Der Europäischen Gerichtshof (EuGH) in Luxemburg. Foto: Arne Immanuel Bänsch

LUXEMBURG. Das 2013 eingeführte deutsche Leistungsschutzrecht für Presseverlage ist vom Europäischen Gerichtshof gekippt worden. Es sei nicht anwendbar, da die Bundesregierung den Entwurf nicht vorab an die EU-Kommission übermittelt habe, stellten die Richter am Donnerstag fest.

Der EuGH war 2017 vom Berliner Landgericht eingeschaltet worden. Auslöser war ein Verfahren, in dem die Verwertungsgesellschaft VG Media Schadenersatz von Google verlangt. Die VG Media vertritt dabei viele Presseverlage in Deutschland.

Inzwischen ist mit der neuen EU-Urheberrechtsrichtlinie ein europäisches Leistungsschutzrecht auf den Weg gebracht worden.

Der Bundesverband Deutscher Zeitungsverleger (BDZV), der Verband Deutscher Lokalzeitungen (VDL) und der Verband Deutscher Zeitschriftenverleger (VDZ) forderten in einer Reaktion auf das EuGH-Urteil, die deutschen müssten nun schnell die europäische Regelung umsetzen.

Das Leistungsschutzrecht für Presseverlage war am 1. August 2013 in Kraft getreten.

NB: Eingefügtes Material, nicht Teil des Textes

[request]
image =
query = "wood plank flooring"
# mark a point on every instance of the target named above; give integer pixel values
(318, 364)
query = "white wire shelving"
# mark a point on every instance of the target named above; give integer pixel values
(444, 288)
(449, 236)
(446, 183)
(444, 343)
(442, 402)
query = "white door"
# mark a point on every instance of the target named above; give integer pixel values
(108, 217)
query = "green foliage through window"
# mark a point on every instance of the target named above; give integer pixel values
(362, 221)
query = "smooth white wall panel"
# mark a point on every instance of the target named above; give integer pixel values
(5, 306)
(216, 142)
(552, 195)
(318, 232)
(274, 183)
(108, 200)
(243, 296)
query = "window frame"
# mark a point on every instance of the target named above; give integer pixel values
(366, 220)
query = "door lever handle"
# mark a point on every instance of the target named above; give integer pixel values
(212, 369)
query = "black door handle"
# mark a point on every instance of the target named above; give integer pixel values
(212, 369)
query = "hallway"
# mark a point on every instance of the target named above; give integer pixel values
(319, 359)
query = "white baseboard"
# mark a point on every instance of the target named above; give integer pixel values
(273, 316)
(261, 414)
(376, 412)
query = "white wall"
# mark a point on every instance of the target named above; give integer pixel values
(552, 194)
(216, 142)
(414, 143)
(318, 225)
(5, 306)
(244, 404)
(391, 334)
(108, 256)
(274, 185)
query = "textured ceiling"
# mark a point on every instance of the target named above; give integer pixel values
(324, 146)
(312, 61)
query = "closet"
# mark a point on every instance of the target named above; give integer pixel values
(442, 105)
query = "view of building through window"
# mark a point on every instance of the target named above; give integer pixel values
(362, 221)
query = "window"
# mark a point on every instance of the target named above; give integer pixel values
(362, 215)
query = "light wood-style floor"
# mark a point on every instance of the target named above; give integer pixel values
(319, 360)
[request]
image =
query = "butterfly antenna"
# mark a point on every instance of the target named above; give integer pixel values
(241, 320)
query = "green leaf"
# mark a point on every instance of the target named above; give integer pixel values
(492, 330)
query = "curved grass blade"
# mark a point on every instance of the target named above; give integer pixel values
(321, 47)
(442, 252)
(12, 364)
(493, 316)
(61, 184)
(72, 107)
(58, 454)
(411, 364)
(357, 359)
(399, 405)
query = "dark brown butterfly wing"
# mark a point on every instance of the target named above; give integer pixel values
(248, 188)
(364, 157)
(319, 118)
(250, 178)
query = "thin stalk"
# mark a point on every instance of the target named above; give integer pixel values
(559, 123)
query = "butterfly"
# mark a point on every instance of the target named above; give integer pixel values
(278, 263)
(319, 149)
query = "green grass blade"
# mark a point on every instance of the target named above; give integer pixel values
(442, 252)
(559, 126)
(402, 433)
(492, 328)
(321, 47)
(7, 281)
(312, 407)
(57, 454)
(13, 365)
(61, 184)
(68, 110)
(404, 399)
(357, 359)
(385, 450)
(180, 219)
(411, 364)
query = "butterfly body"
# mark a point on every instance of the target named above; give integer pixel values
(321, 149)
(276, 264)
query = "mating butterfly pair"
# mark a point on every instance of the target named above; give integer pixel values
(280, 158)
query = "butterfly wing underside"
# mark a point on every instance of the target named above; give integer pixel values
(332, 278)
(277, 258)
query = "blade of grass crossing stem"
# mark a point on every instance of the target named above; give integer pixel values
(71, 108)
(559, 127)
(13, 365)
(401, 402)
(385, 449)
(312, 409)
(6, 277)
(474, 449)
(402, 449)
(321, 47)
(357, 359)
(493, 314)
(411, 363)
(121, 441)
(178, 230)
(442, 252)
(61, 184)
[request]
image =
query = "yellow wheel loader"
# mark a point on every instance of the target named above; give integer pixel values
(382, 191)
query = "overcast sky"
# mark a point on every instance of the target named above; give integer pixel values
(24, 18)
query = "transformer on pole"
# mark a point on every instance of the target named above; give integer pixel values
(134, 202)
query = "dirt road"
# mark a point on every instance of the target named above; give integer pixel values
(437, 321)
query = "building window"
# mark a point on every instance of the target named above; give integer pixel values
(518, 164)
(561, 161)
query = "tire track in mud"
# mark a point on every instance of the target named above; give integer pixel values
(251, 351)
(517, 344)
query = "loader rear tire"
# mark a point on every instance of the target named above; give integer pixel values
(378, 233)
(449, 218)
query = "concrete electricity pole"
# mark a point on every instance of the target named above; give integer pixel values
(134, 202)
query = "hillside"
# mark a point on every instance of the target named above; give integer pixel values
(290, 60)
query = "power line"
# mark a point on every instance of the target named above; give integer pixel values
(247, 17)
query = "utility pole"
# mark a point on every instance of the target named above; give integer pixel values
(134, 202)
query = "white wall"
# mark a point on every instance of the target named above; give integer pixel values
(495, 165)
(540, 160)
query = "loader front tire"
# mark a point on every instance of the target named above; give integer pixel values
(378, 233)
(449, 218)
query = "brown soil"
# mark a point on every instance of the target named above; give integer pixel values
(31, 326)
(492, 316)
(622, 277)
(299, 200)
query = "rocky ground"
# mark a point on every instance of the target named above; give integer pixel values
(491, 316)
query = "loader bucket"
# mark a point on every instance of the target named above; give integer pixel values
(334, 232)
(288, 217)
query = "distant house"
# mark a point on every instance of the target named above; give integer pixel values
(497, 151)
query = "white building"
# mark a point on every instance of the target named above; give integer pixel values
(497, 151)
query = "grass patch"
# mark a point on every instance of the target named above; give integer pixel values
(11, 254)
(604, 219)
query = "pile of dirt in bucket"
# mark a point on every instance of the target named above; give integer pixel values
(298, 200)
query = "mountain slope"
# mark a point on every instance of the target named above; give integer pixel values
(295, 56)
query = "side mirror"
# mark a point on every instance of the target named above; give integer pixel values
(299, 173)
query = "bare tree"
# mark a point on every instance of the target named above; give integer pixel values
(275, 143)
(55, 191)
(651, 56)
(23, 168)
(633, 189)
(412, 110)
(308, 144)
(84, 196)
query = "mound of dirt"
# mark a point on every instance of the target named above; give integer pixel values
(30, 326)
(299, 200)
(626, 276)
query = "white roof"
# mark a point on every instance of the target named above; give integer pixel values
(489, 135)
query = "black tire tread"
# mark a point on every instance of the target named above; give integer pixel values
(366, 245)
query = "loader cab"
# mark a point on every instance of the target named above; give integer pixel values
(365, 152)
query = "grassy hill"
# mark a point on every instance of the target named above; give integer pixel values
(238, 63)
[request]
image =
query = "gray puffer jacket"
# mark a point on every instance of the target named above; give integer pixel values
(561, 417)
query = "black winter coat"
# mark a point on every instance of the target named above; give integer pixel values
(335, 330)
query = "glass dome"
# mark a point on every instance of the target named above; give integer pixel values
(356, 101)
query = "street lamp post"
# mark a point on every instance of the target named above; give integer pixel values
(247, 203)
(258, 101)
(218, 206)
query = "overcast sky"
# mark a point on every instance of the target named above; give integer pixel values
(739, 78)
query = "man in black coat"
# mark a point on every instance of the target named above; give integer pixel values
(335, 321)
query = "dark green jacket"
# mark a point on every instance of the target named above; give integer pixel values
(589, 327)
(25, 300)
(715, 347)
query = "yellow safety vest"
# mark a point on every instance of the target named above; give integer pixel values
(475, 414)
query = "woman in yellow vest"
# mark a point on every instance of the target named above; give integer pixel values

Im August 2014 erteilten etliche Verlage innerhalb der VG Media eine „Gratiseinwilligung“ an Google, weil sie sonst nicht mehr mit Snippets in Suchergebnissen dargestellt worden wären.

Im Gesetz heißt es, nur „einzelne Wörter oder kleinste Textausschnitte“ dürften von Suchmaschinen frei verwendet werden. Darüber, wie lang ein Snippet nach dieser Formulierung sein kann, gibt es nach wie vor Debatten.

Das Gericht folgte der Einschätzung seines Generalanwalts, dass das deutsche Leistungsschutzrecht speziell Anbieter von Diensten der Informationsgesellschaft betraf. In diesen Fällen ist gemäß einer EU-Richtlinie eine vorherige Notifizierung der Kommission vorgesehen.

Die Bundesregierung war hingegen der Ansicht, dass das Leistungsschutzrecht nicht speziell auf Dienste der Informationsgesellschaft zielte.